Las Islas

2019

Instalación multimedia

En colaboración con Rogelio López Cuenca
Maniquíes, camisas, vídeo digital y 3 canales de vídeo sincrónicos (color, sonido, 50´). Audio: Río Sánchez y Mariano Ibáñez.
Producida por Museo Nacional Centro de Arte Reina Sofía.

Mientras estaba en la barca, hice cautiva a una hermosísima mujer caribe, que el susodicho Almirante me regaló, y después que la hube llevado a mi camarote, y estando ella desnuda según es su costumbre, sentí deseos de holgar con ella. Quise cumplir mi deseo pero ella no lo consintió y me dio tal trato con sus uñas que hubiera preferido no haber empezado nunca. Pero al ver esto (y para contártelo todo hasta el final), tomé una cuerda y le di de azotes, después de los cuales echó grandes gritos, tales que no hubieras podido creer tus oídos. Finalmente llegamos a estar tan de acuerdo que puedo decirte que parecía haber sido criada en una escuela de putas.
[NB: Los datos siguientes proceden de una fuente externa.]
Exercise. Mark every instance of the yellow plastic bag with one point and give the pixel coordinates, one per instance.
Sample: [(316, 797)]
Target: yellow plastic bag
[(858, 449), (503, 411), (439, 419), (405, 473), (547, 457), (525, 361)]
«Carta de Michele de Cuneo» [28 de octubre de 1495]

En la industria turística contemporánea late la aspiración a la consumación de una doble fantasía colonial: la del descubrimiento y la de la libertad total, sin freno, el poder absoluto –el todo incluido–sobre bienes y vidas, sobre los cuerpos y las tierras vírgenes.

Recurrimos al que podría ser considerado como uniforme del ejército turístico. No el de las diferentes ropas que distinguen al personal de servicio –ujieres, policías, camareros, doncellas, cocineros– sino el que identifica al ocioso por antonomasia: la camisa hawaiana, la Aloha Shirt, como símbolo turístico, insertando en el exuberante fondo floral característico de su estampado escenas recuperadas de las representaciones tradicionales del “encuentro” entre Colón y América, entre el Norte y el Sur, Occidente y Oriente (que aparece como indígena, con frecuencia postrada a sus pies) y siempre subrayando la diferencia de ropajes y actitudes: desnudo versus vestido, erguido versus yacente o arrodillado, enarbolando signos (nacionales: banderas; o utensilios científicos) que remarquen la incuestionable relación de sometimiento del Otro, con frecuencia mujeres, ante el europeo, siempre un varón.